7.6 Sorting: Introduction
Sorting is the process of converting a list of elements into ascending (or descending) order. For example, given a list of numbers (17, 3, 44, 6, 9), the list after sorting is (3, 6, 9, 17, 44). You may have carried out sorting when arranging papers in alphabetical order, or arranging envelopes to have ascending zip codes (as required for bulk mailings).
The challenge of sorting is that a program can’t “see” the entire list to know where to move an element. Instead, a program is limited to simpler steps, typically observing or swapping just two elements at a time. So sorting just by swapping values is an important part of sorting algorithms.
7.7 Heuristics
Heuristics
In practice, solving a problem in the optimal or most accurate way may require more computational resources than are available or feasible. Algorithms implemented for such problems often use a heuristic: A technique that willingly accepts a non-optimal or less accurate solution in order to improve execution speed.

Heuristic optimization
A heuristic algorithm is an algorithm that quickly determines a near optimal or approximate solution. Such an algorithm can be designed to solve the 0-1 knapsack problem: The knapsack problem with the quantity of each item limited to 1.
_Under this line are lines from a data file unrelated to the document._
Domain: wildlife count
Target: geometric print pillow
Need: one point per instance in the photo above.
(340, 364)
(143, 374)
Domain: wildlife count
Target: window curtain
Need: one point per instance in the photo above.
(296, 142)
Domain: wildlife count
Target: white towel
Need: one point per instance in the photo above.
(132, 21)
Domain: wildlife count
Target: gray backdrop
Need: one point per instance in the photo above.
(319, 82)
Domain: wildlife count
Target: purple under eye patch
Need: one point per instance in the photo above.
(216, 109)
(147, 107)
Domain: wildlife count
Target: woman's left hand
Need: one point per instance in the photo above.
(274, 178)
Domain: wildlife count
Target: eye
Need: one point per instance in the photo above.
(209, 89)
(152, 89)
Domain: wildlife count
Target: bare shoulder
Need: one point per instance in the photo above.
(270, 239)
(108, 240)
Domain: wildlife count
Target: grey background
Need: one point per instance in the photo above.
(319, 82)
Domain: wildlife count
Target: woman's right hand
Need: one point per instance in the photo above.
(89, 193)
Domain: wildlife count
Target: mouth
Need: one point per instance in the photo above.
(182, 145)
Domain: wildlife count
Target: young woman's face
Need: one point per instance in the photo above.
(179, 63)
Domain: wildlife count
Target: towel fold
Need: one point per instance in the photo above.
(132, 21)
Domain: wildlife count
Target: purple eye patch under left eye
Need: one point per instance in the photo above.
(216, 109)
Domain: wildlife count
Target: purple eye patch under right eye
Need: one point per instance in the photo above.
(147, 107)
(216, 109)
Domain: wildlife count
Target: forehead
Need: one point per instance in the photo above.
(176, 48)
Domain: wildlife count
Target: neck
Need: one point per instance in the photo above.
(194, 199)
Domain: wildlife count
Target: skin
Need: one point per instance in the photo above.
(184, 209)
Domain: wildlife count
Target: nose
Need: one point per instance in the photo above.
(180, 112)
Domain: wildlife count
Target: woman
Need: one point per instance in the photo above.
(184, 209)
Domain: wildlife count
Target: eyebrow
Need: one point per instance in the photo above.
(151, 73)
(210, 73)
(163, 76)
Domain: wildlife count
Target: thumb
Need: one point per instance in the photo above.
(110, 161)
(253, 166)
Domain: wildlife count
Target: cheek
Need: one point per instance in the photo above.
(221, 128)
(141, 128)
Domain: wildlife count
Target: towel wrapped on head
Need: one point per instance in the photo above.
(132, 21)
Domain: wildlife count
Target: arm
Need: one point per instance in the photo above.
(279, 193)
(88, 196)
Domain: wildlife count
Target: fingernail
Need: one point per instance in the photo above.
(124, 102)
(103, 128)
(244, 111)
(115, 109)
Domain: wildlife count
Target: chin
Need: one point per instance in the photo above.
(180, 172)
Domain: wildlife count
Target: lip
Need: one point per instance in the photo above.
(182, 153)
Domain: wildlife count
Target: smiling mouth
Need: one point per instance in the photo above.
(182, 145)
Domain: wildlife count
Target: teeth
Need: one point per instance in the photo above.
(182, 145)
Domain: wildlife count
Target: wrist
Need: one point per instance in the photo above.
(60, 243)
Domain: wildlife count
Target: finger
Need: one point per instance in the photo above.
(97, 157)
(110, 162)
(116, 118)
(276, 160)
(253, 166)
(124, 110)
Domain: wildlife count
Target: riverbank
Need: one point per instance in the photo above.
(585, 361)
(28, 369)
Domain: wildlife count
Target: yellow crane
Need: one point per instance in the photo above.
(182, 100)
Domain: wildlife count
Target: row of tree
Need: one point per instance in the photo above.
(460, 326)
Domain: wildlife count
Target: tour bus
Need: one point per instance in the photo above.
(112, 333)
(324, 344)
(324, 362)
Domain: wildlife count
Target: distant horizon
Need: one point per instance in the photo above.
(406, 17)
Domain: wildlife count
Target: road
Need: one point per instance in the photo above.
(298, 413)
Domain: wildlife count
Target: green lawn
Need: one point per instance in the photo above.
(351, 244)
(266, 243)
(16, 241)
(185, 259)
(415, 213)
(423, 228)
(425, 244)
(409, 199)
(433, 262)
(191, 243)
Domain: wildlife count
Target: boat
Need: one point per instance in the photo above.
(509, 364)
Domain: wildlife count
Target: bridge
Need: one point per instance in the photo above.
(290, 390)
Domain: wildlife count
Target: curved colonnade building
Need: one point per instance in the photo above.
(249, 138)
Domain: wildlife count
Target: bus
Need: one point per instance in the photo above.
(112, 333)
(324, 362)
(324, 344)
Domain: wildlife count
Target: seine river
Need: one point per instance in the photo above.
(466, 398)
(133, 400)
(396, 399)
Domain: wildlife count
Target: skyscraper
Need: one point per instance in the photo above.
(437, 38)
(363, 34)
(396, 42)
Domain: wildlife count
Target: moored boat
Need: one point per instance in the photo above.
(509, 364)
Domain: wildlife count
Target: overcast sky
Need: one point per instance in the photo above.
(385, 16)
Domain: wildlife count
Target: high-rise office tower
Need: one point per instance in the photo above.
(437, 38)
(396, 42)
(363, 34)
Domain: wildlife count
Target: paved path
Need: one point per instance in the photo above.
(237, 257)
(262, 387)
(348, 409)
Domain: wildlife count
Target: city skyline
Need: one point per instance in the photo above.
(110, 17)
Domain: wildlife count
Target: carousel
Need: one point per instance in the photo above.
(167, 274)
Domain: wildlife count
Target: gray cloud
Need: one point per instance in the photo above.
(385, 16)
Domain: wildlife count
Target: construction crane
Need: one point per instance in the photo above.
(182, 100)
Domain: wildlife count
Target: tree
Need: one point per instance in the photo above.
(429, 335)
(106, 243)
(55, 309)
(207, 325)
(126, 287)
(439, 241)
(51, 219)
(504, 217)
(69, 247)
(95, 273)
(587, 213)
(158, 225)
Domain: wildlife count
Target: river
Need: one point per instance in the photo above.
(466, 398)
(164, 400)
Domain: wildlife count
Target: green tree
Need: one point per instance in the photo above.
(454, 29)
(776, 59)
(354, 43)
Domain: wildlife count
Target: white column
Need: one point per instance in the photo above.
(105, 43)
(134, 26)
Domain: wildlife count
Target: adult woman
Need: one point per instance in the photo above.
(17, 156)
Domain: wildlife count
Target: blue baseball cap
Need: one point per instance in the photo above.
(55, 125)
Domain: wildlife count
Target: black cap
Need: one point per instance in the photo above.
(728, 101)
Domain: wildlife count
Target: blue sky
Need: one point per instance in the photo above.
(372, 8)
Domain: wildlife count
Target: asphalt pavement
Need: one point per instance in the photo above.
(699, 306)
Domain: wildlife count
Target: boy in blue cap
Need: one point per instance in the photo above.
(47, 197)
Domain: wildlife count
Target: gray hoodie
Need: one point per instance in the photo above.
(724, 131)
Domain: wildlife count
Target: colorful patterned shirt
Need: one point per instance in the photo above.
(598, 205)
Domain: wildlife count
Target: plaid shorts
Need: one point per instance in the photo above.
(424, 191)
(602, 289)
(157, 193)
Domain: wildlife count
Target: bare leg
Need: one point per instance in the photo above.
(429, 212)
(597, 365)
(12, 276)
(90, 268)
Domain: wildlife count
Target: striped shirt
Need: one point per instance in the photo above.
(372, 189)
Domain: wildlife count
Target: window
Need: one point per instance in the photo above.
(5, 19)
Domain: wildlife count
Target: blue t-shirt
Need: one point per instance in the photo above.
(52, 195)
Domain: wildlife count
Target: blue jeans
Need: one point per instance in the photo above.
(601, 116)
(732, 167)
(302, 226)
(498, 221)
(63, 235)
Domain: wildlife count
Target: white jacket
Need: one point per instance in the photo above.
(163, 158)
A heuristic algorithm to solve the 0-1 knapsack problem can choose to always take the most valuable item that fits in the knapsack’s remaining space. Such an algorithm uses the heuristic of choosing the highest value item, without considering the impact on the remaining choices. While the algorithm’s simple choices are aimed at optimizing the total value, the final result may not be optimal.
7.8 Algorithms summary
This chapter’s key points included:
- A programmer must first create a correct algorithm: A sequence of steps to solve a problem.
- For large data, also relevant is an algorithm’s time efficiency: The number of calculations needed to solve a problem.